Okay, so the noise here is just unbelievable, but we gotta talk about this Intel Arc Pro B70 thing. It’s actually, like, a big deal for AI workloads, especially when you look at the price. I mean, Intel’s Arc Pro B70, the 32GB version, is priced at around $949 to $1000, right? That’s a reference price of $950. And it’s got 32GB of GDDR6 memory, which is a lot of memory for that price point.

Now, the big news, the actual headline, is its performance in the DeepSeek R1 AI LLM. The Arc Pro B70, in a quad-GPU setup, it was tested, and it actually beat NVIDIA’s RTX 5090D and the RTX 4090D. At 256 concurrency levels, the Arc Pro B70 GPUs were up to 7.5% faster than the 5090D. And it was 48.7% faster than the RTX 4090D. That’s a huge difference, especially for the 4090D. The Arc Pro B70 delivered up to 2320.76 tokens per second. That’s a very specific number, very strong.

The NVIDIA RTX 5090D, that card launched at $2299. And some of the full RTX 5090 cards, not the D version, they are selling for like $4,000, even up to $6,569.99. So the Intel card is literally a quarter of the price, or even less, compared to some of those NVIDIA options. The RTX 5090D has 32GB of GDDR7 memory, yes, that’s faster memory, but the Intel card is still pulling ahead in these specific AI benchmarks. The RTX 4090D, that one came out at $1599. It has 24GB of GDDR6X memory. So the B70 has more VRAM than the 4090D, which is a key factor for LLMs.

Intel’s Arc Pro B70 has 256 Xe Matrix Extensions Engines, those are the XMX engines, designed for AI acceleration. And it has 32 Xe-cores. The card’s TBP, the Thermal Board Power, is 230W for the reference design. This is a dual-slot card, using a single 8-pin power connector. It launched on March 26, 2026, with Newegg listing it for pre-order on April 24, 2026. It even became the best-selling workstation GPU on Newegg back in April. That’s real market traction.

Puget Systems, a workstation builder, they also did some real-world benchmarks, showing a single Arc Pro B70 can comfortably run 8B-class models. For DeepSeek R1 Distill 8B, a single B70 hit 66.9 tokens per second with one user. And with a four-card setup, you get 128GB of VRAM, which is enough for 27B to 35B tier models in FP16 mode. That’s pretty impressive for the total cost.

This is a big deal because NVIDIA has dominated the AI hardware space, right? But Intel is making a real play here with a value proposition. The memory capacity on the Intel Arc Pro B70 is a huge advantage for these large language models. More memory means larger models can run locally, or more complex tasks can be handled.

And speaking of NVIDIA, the stock, NVDA, it moved up by 3.47% on July 8, 2026. This was because of news that China might let them sell high-performance H200 processors there. That’s a big market, a really big market, so any positive news out of China for NVIDIA is going to move the needle. But it also highlights the regulatory pressures on NVIDIA’s high-end AI chips. Intel’s play with the Arc Pro B70 is interesting because it’s not necessarily competing at the absolute top-tier performance of something like an H200, but it’s offering a very compelling price-to-performance ratio for accessible AI development. Why would you pay so much more for less performance in specific LLM tasks?

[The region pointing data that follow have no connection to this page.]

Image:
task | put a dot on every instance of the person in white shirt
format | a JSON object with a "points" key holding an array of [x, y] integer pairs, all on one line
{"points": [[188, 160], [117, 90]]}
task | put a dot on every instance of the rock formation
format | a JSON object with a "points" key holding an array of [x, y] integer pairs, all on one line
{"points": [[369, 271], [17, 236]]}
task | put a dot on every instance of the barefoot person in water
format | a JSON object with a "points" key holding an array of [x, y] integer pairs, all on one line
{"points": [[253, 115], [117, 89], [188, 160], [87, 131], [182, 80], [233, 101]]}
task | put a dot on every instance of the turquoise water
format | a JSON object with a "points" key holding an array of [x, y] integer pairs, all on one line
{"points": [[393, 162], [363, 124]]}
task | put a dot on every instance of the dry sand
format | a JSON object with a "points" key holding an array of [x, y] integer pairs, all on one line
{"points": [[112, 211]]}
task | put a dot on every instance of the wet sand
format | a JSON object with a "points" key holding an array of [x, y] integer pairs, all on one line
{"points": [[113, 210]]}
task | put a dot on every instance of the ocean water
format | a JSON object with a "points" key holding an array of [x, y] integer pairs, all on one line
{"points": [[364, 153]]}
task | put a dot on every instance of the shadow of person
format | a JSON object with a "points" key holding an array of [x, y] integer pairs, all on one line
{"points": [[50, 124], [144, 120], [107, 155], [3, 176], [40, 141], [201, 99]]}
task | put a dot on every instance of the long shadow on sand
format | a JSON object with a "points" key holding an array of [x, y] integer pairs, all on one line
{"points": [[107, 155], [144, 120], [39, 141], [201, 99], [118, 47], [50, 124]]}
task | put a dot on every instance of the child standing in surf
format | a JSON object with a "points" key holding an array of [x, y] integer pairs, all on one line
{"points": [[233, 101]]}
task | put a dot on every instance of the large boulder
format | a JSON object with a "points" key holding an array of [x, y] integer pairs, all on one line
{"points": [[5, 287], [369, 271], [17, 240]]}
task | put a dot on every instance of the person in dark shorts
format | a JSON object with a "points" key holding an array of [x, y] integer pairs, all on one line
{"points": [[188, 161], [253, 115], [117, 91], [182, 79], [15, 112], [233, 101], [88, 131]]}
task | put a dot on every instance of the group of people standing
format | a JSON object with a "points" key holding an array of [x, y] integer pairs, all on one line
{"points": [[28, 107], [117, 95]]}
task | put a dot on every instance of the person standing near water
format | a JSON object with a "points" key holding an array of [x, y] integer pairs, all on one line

I mean, I bought AMD stock, ticker AMD, at $160.00 a share on January 15, 2024, because I thought they were undervalued in the AI space. I’m holding that until it hits $250.00, or if they totally screw up their next earnings call, then I’m out. This Intel news, it just shows how competitive the GPU market is getting, not just for gaming, but for AI, and that’s where the real money is right now. The landscape is shifting, and Intel is actually in the conversation. It’s not just NVIDIA and AMD anymore. This is a real threat to NVIDIA’s dominance in certain segments, especially for smaller businesses or researchers who need a lot of VRAM without breaking the bank. The power consumption of the RTX 5090D is 575W maximum, compared to the Arc Pro B70’s 230W. That’s also a significant difference for operational costs.